WebmasterWorld Senior Member 10+ Year Member



Slashes and "one rule for each 'html' page":

None if the rules I posted care about slashes (or the lack thereof). That means the problem is in your script.

Making one rule for each "page" is a non-scalable solution. A better approach is to rewrite all .html requests to the script, and have the script check to see if that's a valid "page." If so, generate the page, and if not, then output a 404-Not Found Status response header (or a 301-Moved Permanently redirect to the correct URL) and exit.

Jim

DeepUnderground

9:59 am on Sep 20, 2009 (gmt 0)

10+ Year Member



Thanks

How do I change the following to be one rule

RewriteRule ^read/(.*)/$ poems.cgi?action=read&id=$1 [L]
RewriteRule ^read/(.*)$ poems.cgi?action=read&id=$1 [L]

regards

amy

jdMorgan

3:31 pm on Sep 20, 2009 (gmt 0)

WebmasterWorld Senior Member 10+ Year Member



Make the trailing slash optional by following it with the regular-expressions "zero or one" quantifier "?".

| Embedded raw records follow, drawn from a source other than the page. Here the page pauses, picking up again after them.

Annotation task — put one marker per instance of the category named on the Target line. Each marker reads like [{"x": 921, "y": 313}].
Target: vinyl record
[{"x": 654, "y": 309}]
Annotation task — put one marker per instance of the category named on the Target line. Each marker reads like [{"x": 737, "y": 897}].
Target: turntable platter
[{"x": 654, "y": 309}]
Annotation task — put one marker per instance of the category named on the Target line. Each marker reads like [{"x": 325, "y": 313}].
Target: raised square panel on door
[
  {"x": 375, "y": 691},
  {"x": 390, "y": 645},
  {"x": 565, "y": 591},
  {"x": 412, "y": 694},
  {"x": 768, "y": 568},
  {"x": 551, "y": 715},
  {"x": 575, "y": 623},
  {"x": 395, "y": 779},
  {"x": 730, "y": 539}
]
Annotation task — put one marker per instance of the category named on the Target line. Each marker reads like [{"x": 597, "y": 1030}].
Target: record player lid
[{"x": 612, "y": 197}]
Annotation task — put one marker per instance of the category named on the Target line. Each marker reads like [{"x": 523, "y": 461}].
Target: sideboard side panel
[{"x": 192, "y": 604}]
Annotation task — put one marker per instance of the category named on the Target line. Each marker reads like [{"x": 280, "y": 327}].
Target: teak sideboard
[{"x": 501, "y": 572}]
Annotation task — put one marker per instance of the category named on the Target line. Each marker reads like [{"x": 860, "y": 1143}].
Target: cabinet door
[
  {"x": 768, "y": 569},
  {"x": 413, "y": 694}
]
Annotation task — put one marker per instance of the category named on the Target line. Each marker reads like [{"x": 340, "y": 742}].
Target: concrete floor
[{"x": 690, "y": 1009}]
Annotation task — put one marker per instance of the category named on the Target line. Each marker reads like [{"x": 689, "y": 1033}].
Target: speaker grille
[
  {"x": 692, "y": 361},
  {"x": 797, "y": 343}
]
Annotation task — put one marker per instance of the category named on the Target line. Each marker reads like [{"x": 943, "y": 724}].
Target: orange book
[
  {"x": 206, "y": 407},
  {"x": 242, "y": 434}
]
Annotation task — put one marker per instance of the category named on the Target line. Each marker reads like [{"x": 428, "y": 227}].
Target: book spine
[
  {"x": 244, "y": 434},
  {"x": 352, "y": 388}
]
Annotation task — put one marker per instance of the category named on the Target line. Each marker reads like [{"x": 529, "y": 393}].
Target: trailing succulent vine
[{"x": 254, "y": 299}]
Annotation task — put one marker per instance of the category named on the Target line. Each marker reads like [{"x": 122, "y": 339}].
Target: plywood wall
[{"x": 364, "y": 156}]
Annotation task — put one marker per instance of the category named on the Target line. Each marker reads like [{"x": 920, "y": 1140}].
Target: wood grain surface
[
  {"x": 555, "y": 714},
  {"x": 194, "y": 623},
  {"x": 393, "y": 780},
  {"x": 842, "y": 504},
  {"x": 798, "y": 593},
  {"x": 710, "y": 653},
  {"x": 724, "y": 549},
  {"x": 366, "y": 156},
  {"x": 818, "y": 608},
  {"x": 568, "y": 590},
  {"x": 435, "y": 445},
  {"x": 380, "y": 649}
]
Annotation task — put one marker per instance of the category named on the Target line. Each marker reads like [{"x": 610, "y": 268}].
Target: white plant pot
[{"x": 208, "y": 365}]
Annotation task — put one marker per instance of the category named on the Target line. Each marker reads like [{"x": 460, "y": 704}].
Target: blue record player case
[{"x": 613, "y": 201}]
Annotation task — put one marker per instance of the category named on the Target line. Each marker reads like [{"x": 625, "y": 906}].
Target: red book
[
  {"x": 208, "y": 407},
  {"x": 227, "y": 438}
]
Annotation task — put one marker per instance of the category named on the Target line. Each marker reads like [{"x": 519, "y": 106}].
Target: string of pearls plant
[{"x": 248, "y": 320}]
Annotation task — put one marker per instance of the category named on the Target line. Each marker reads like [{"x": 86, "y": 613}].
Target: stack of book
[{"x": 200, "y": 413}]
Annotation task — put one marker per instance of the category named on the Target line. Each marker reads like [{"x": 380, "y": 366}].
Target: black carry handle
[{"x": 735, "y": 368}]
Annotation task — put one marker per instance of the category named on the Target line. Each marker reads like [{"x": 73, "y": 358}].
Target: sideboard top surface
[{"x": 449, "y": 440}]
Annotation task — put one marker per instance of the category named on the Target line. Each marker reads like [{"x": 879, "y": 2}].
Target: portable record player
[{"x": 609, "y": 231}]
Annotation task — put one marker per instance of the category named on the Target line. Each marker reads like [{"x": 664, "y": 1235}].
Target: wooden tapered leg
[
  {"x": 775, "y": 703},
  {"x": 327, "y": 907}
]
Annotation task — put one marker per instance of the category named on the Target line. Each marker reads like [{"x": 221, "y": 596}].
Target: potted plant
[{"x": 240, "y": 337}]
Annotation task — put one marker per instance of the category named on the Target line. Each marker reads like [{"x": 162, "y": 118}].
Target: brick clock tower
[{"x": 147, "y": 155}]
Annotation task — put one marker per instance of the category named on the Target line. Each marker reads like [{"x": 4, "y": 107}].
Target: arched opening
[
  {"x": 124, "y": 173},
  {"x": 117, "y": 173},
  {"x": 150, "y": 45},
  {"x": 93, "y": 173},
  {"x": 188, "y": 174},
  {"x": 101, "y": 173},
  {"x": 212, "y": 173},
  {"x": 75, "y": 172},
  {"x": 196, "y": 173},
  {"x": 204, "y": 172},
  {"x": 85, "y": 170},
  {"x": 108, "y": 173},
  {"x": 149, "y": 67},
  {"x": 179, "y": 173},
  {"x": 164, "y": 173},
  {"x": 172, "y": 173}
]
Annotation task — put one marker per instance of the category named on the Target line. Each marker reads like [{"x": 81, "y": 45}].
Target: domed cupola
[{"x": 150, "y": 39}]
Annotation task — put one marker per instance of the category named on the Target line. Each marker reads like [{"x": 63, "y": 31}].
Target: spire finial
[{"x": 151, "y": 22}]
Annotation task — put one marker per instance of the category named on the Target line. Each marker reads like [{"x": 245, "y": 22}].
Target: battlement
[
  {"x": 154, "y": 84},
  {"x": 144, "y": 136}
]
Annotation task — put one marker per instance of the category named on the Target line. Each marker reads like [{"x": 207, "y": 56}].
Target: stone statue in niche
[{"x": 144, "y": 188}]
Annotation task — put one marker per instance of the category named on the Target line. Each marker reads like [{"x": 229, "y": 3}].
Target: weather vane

See the regular-expressions tutorial cited in our Forum Charter. It would be very worthwhile spending a week studying it, even though it'll only take an hour... Regular-expressions are used in many Apache modules and in virtually all scripting languages. It's well worth the investment of your time to become conversant with them...

Jim

g1smd

2:00 am on Sep 21, 2009 (gmt 0)

WebmasterWorld Senior Member 10+ Year Member Top Contributors Of The Month



Note that allowing two different URLs to trigger the same rewrite means that you now have a Duplicate Content problem. You should redirect one URL, and rewrite the other.

jdMorgan

2:20 am on Sep 21, 2009 (gmt 0)

WebmasterWorld Senior Member 10+ Year Member



Not necessarily, because we've already discussed how the script must validate the request (four posts above)...

Jim